The principal contributions of this work were to analyze the specificity of anatomic pathology workflow with regards to radiology workflow, according to Daniel-Le Bozec. The diagnostic process in pathology differs from that in radiology since it is specimen-driven.

"When digital imaging is performed, many types of equipment - gross imaging, microscopic still imaging, WSI, multispectral imaging - may be involved for a single examination," she said.

In radiology, the diagnostic process is patient-driven.
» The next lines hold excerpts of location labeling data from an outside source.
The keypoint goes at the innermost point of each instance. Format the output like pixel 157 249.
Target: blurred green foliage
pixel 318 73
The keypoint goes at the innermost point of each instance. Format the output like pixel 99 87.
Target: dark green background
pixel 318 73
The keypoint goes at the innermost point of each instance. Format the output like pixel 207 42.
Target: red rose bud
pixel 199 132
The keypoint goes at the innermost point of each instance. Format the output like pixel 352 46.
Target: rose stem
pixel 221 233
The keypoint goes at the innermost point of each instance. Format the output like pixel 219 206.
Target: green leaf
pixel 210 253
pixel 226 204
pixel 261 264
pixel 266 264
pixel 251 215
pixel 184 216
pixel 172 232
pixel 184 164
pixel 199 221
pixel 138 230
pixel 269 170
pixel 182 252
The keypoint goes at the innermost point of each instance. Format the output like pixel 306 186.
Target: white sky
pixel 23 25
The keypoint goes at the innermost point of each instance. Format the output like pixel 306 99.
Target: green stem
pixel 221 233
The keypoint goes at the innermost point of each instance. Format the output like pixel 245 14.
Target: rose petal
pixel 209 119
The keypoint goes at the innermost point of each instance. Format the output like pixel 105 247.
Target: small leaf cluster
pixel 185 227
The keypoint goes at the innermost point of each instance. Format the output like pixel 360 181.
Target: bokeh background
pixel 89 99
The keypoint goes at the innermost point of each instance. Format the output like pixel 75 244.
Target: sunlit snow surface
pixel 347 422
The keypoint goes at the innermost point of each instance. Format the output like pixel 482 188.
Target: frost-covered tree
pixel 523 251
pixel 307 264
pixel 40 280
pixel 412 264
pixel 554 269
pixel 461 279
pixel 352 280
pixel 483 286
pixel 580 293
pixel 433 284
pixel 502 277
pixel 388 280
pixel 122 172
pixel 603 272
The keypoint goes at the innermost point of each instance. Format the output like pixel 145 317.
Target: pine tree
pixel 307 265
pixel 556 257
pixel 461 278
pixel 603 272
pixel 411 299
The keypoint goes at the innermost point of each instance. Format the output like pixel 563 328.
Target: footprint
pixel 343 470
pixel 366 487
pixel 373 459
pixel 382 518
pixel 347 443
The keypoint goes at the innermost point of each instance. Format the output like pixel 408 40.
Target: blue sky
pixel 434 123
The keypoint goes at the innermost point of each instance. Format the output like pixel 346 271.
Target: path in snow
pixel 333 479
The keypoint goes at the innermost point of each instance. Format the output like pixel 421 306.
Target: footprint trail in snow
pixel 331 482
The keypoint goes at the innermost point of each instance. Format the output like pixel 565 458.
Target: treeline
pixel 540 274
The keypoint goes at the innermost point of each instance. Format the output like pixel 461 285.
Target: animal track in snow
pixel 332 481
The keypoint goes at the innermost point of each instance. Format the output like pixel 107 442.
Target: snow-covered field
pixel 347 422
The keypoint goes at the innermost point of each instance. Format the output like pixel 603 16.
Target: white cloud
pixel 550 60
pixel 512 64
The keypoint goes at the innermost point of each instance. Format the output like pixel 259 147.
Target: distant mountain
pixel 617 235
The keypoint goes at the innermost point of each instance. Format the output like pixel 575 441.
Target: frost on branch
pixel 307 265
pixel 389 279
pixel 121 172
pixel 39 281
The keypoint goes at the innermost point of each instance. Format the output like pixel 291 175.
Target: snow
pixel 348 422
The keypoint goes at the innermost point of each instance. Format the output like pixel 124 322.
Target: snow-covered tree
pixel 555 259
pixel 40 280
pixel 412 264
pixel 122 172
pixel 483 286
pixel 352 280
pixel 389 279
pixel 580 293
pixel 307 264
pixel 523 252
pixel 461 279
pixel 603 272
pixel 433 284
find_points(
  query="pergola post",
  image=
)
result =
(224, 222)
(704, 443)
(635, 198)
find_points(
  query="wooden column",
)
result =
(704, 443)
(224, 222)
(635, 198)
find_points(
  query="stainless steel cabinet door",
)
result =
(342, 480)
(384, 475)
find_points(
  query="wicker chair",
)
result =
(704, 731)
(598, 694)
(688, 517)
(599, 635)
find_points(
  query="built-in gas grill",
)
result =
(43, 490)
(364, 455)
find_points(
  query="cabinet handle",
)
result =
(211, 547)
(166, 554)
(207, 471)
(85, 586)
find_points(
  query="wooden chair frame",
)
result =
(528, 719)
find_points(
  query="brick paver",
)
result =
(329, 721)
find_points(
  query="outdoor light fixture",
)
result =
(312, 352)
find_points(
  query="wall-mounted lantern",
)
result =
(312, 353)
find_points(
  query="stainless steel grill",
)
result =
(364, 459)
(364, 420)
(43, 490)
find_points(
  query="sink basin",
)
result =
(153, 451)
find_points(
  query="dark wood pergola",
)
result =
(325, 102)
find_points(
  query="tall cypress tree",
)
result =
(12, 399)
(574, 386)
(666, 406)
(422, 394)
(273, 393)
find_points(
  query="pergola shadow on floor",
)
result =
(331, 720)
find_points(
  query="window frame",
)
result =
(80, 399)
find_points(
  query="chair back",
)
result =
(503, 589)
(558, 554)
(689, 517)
An examination usually involves a single image acquisition modality.

Another goal of the paper was to define the structure and content of cases, orders, image folders, and reports.

One issue was to define the links between information entities (order, image folder, report) and real-world objects (specimen, tissue samples, and slides), she said.

The paper documents the successful definition of XML schemas for case representation, based on DICOM Visible Light and DICOM Structured Reporting objects, and the development of a DICOM module to export DICOM image files and reports stored in PACS.